For the first time in his life, he would choose courage.

That night, Mrs Blackley found him in the kitchen.

He was sitting at the servants’ table, eating a bowl of stew with the single-minded focus of a man who had not had a proper meal in weeks. His hair was still wild, his beard still unkempt, his clothes still dishevelled—but there was something different in his expression. Something that looked almost like determination.

“Your Grace.” Mrs Blackley’s voice was carefully neutral. “You are eating.”

“I am.”

“May I enquire what prompted this sudden return of appetite?”

Christian set down his spoon and looked at her.

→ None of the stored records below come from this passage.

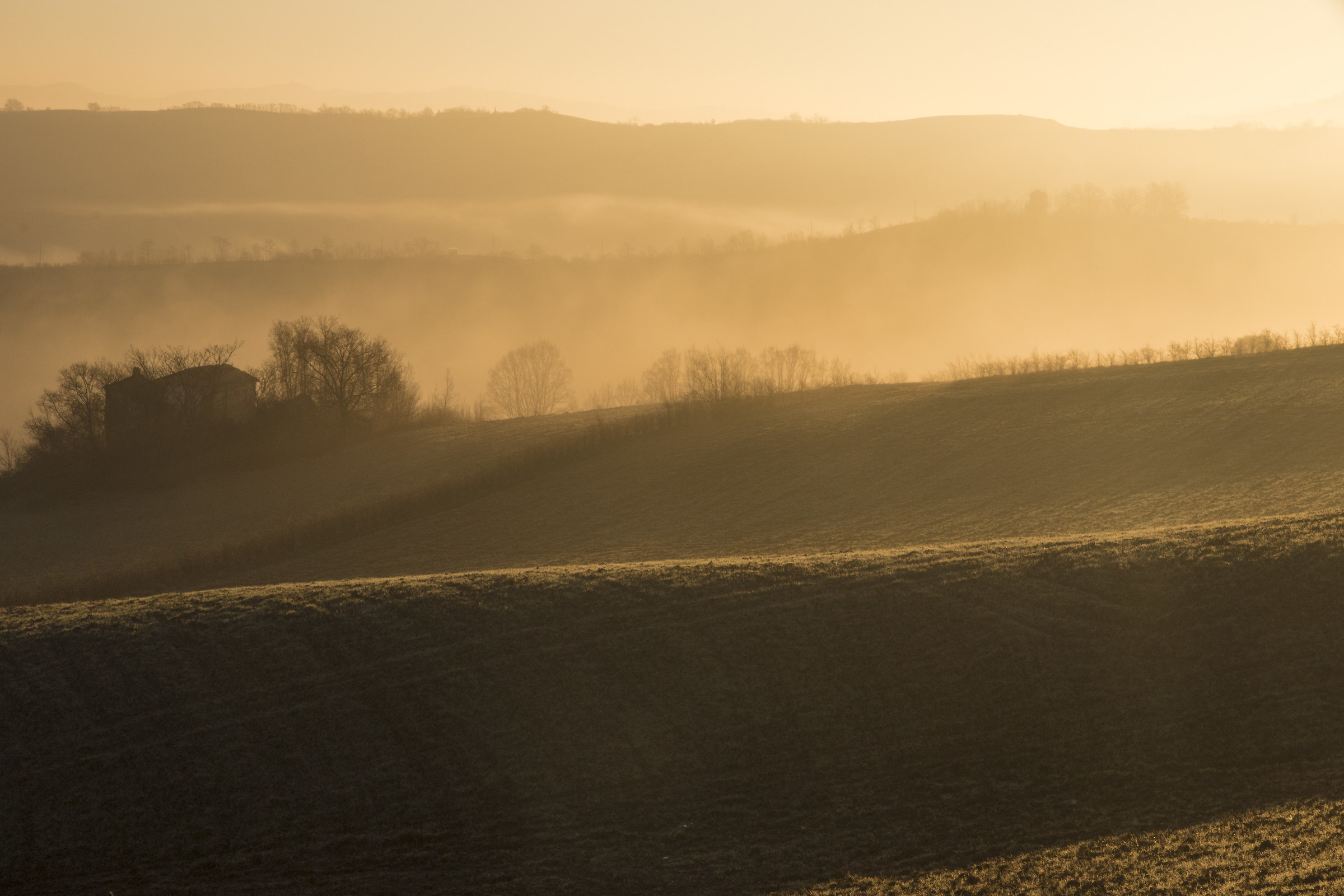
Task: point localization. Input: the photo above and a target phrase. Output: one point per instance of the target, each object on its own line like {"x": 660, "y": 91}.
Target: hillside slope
{"x": 1156, "y": 710}
{"x": 916, "y": 464}
{"x": 55, "y": 543}
{"x": 911, "y": 297}
{"x": 869, "y": 466}
{"x": 179, "y": 157}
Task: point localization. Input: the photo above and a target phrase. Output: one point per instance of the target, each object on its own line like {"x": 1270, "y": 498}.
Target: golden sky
{"x": 1085, "y": 62}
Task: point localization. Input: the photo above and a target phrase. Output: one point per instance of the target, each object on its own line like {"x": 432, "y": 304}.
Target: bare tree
{"x": 442, "y": 405}
{"x": 663, "y": 381}
{"x": 1166, "y": 199}
{"x": 11, "y": 448}
{"x": 1038, "y": 203}
{"x": 1081, "y": 200}
{"x": 342, "y": 368}
{"x": 792, "y": 370}
{"x": 717, "y": 374}
{"x": 71, "y": 417}
{"x": 1127, "y": 200}
{"x": 531, "y": 381}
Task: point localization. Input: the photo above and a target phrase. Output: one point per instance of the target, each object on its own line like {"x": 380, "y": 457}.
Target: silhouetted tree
{"x": 71, "y": 417}
{"x": 340, "y": 368}
{"x": 11, "y": 448}
{"x": 1038, "y": 203}
{"x": 1127, "y": 200}
{"x": 1082, "y": 200}
{"x": 530, "y": 381}
{"x": 663, "y": 381}
{"x": 1167, "y": 199}
{"x": 717, "y": 374}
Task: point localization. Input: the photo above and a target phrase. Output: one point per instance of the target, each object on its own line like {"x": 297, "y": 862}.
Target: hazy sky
{"x": 1084, "y": 62}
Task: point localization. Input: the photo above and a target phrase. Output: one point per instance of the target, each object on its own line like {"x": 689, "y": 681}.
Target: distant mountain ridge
{"x": 73, "y": 96}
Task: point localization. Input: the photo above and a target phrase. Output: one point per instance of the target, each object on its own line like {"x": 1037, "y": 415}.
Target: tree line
{"x": 965, "y": 368}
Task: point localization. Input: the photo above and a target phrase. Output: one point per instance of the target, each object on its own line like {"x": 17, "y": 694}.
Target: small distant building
{"x": 213, "y": 394}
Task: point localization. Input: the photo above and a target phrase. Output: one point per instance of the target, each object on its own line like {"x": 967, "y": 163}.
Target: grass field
{"x": 1148, "y": 712}
{"x": 837, "y": 469}
{"x": 916, "y": 464}
{"x": 53, "y": 544}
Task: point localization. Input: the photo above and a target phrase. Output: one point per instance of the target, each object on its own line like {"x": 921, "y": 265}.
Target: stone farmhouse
{"x": 138, "y": 406}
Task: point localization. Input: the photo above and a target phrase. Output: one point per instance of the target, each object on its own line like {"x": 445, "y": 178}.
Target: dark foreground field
{"x": 1140, "y": 713}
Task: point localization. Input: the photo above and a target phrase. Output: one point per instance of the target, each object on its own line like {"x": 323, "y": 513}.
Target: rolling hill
{"x": 1148, "y": 712}
{"x": 870, "y": 466}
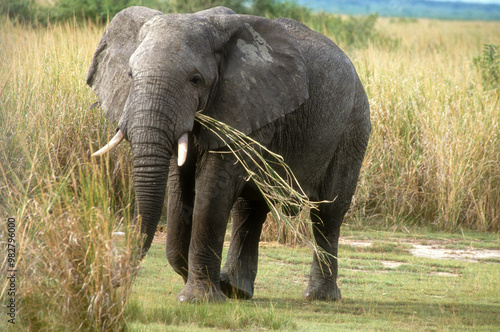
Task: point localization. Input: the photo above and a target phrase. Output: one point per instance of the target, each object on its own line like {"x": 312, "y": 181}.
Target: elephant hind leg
{"x": 239, "y": 272}
{"x": 339, "y": 185}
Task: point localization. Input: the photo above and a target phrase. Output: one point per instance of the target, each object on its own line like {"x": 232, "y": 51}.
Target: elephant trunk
{"x": 151, "y": 163}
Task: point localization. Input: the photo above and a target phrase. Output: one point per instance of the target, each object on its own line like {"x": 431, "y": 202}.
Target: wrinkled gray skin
{"x": 290, "y": 88}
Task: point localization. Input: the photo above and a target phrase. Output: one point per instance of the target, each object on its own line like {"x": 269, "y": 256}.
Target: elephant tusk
{"x": 111, "y": 145}
{"x": 182, "y": 154}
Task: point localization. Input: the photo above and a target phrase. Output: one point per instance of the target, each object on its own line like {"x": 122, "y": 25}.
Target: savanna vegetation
{"x": 432, "y": 165}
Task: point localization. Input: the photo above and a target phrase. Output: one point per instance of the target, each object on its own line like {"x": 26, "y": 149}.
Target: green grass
{"x": 421, "y": 294}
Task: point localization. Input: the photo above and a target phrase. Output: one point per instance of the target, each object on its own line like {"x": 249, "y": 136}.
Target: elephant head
{"x": 152, "y": 72}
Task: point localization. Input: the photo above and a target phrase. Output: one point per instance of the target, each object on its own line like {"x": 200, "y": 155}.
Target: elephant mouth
{"x": 118, "y": 138}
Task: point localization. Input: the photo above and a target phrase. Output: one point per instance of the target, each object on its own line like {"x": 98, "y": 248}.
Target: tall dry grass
{"x": 432, "y": 158}
{"x": 66, "y": 205}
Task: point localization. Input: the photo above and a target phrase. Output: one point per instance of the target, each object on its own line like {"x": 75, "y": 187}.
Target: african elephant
{"x": 288, "y": 87}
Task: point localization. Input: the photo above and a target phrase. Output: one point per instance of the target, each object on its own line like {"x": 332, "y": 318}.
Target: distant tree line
{"x": 32, "y": 12}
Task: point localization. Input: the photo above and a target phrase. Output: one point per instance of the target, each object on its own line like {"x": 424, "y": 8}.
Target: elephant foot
{"x": 322, "y": 293}
{"x": 236, "y": 288}
{"x": 196, "y": 294}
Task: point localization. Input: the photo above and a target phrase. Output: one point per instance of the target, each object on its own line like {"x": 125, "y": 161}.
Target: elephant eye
{"x": 196, "y": 80}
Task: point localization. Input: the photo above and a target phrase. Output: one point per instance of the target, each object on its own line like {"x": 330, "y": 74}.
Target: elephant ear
{"x": 263, "y": 75}
{"x": 108, "y": 73}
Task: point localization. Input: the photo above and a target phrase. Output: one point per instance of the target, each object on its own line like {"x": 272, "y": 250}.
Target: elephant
{"x": 289, "y": 88}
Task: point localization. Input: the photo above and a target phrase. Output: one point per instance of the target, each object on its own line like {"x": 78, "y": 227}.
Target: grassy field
{"x": 384, "y": 288}
{"x": 432, "y": 162}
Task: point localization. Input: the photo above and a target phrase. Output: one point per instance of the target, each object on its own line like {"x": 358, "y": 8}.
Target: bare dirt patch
{"x": 436, "y": 249}
{"x": 431, "y": 249}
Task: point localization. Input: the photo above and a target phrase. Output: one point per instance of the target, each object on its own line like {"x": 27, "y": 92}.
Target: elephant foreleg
{"x": 216, "y": 191}
{"x": 239, "y": 272}
{"x": 179, "y": 219}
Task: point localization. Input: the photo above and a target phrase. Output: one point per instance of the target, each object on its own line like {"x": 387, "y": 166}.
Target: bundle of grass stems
{"x": 281, "y": 193}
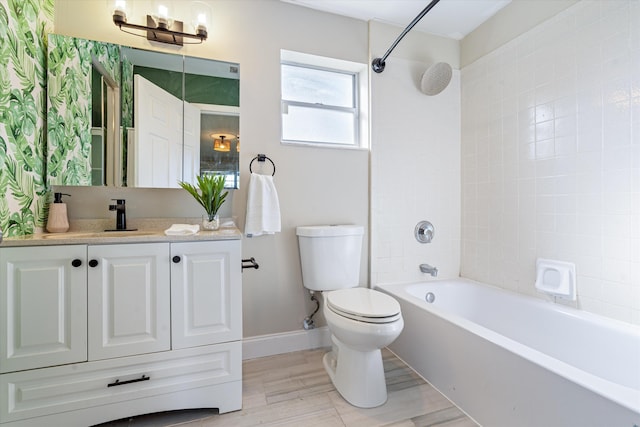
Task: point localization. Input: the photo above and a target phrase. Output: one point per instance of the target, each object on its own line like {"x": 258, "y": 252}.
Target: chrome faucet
{"x": 426, "y": 268}
{"x": 121, "y": 214}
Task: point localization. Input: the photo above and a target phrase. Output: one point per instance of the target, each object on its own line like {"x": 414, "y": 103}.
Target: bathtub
{"x": 512, "y": 360}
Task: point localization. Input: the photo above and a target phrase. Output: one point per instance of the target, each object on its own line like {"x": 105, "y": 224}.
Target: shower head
{"x": 436, "y": 78}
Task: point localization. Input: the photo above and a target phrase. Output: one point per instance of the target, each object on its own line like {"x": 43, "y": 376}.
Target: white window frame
{"x": 360, "y": 93}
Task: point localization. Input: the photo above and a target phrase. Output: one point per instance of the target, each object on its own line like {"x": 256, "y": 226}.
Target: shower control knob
{"x": 424, "y": 232}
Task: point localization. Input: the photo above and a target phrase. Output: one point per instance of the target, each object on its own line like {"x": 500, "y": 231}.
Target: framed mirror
{"x": 119, "y": 116}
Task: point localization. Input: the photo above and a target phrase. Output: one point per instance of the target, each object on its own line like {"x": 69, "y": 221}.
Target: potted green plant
{"x": 211, "y": 195}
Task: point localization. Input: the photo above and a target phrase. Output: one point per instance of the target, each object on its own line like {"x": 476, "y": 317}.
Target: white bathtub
{"x": 512, "y": 360}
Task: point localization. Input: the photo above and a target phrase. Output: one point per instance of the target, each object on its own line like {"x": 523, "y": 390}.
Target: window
{"x": 322, "y": 101}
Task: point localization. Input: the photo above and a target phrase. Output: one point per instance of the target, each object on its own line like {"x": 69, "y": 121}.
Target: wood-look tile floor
{"x": 294, "y": 390}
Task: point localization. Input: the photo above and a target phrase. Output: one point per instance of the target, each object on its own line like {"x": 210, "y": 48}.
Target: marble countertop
{"x": 146, "y": 231}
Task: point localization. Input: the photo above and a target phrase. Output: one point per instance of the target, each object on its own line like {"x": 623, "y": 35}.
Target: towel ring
{"x": 262, "y": 158}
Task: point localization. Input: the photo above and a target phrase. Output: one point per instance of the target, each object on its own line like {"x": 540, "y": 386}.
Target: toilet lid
{"x": 364, "y": 305}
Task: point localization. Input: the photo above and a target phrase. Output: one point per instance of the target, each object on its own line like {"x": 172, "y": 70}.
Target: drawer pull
{"x": 137, "y": 380}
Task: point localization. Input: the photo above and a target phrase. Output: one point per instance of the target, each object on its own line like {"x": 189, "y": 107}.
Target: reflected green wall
{"x": 24, "y": 25}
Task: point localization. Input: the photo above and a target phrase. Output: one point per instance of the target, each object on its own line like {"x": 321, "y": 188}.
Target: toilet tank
{"x": 330, "y": 256}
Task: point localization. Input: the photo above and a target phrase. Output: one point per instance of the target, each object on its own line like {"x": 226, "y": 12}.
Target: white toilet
{"x": 361, "y": 320}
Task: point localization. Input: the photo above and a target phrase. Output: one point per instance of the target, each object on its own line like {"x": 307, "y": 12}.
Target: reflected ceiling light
{"x": 222, "y": 141}
{"x": 161, "y": 27}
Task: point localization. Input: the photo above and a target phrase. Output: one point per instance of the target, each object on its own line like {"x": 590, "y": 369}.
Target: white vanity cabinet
{"x": 98, "y": 332}
{"x": 128, "y": 299}
{"x": 43, "y": 307}
{"x": 204, "y": 291}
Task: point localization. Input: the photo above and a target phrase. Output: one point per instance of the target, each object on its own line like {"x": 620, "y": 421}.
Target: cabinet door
{"x": 206, "y": 293}
{"x": 128, "y": 299}
{"x": 43, "y": 306}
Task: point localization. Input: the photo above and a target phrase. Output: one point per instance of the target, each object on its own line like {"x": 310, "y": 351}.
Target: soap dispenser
{"x": 58, "y": 221}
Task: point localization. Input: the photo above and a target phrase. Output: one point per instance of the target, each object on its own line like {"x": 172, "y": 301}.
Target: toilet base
{"x": 357, "y": 375}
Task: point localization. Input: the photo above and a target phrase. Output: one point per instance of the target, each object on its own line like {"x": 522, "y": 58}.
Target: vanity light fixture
{"x": 222, "y": 141}
{"x": 161, "y": 27}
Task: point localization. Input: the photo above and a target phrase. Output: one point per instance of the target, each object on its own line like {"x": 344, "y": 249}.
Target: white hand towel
{"x": 182, "y": 229}
{"x": 263, "y": 207}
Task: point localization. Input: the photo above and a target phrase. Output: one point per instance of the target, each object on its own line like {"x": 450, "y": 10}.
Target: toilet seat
{"x": 363, "y": 305}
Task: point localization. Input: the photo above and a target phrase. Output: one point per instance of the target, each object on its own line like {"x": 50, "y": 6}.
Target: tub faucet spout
{"x": 426, "y": 268}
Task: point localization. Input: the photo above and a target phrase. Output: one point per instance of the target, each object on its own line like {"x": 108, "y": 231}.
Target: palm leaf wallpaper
{"x": 70, "y": 65}
{"x": 24, "y": 25}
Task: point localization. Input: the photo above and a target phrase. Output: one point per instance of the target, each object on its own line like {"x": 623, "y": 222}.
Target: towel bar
{"x": 262, "y": 158}
{"x": 252, "y": 263}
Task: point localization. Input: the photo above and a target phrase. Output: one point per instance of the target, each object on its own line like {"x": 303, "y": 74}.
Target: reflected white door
{"x": 191, "y": 142}
{"x": 158, "y": 136}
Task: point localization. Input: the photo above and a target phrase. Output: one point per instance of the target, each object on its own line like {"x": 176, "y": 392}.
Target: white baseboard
{"x": 286, "y": 342}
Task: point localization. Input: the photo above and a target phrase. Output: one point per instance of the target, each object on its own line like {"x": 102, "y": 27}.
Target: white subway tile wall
{"x": 551, "y": 157}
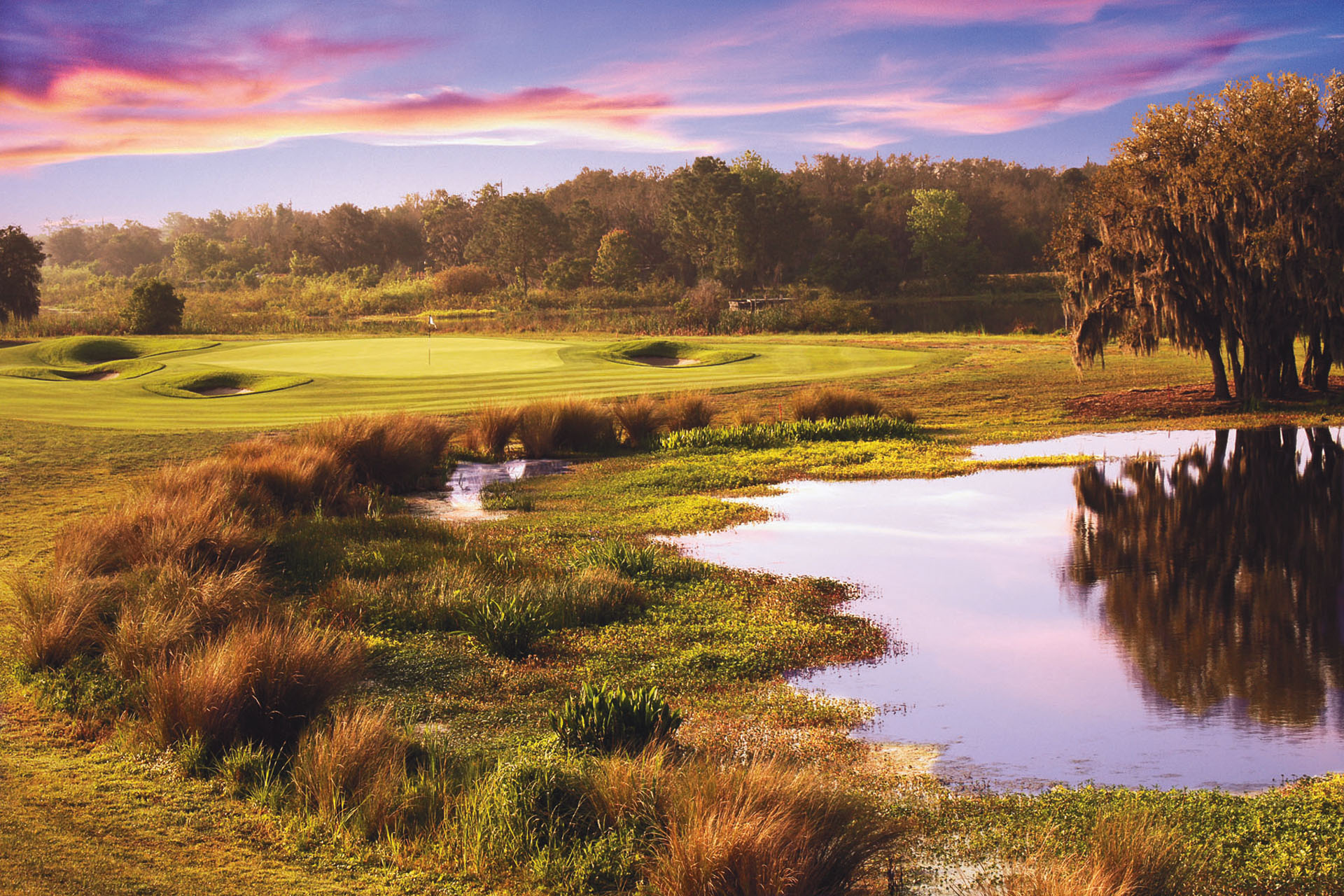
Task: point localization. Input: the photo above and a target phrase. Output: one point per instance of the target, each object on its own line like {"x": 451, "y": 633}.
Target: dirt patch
{"x": 659, "y": 360}
{"x": 1176, "y": 402}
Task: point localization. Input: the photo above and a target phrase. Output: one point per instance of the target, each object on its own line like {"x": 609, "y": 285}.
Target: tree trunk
{"x": 1212, "y": 347}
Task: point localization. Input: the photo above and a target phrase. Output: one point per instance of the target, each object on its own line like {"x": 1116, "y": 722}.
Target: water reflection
{"x": 1221, "y": 571}
{"x": 1167, "y": 620}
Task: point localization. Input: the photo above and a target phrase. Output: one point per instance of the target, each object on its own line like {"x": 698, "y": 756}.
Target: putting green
{"x": 445, "y": 374}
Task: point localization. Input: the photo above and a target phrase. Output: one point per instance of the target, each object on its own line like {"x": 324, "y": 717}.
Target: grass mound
{"x": 97, "y": 349}
{"x": 666, "y": 352}
{"x": 223, "y": 384}
{"x": 121, "y": 370}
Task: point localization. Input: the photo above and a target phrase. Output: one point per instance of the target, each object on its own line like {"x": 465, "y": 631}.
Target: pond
{"x": 1167, "y": 615}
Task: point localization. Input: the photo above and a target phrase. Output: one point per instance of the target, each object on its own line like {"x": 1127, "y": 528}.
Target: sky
{"x": 115, "y": 111}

“I very nearly did something unforgivable today,” he said quietly. “Something that would have wounded every person who has ever cared for me. Something that would have confirmed, once and for all, that I am precisely what the world has always believed me to be.”

Mrs Blackley’s face lost what little colour it possessed. “Your Grace—”

“I did not do it.” He lifted a hand gently to forestall her. “I stopped myself. Because I remembered what she said. What she asked of me.” He drew in a steady breath. “She asked me to be brave. She asked me to fight. And I have been far too occupied with my own misery to do either.”

“And now?”

“Now…” He glanced down at the bowl before him—the plain, hearty stew the cook had prepared for the servants’ supper. “Now I shall finish this meal. Tomorrow I shall bathe, shave, and present myself as a civilised human being once more. And after that…”

He paused.

“After that, I shall discover how I might persuade her to forgive me.”

Mrs Blackley’s eyes shone faintly. “You truly mean it?”

“I do.” He met her gaze, and for the first time in many days, there was something steady and resolute in his expression. “I have spent most of my life being afraid. Afraid of rejection, afraid of love, afraid of hope itself. But I find I am far more afraid of a life without her. Far more afraid of spending the rest of my days wondering what might have been.”

“And what will you do, Your Grace?”

Christian lifted his spoon again and resumed eating.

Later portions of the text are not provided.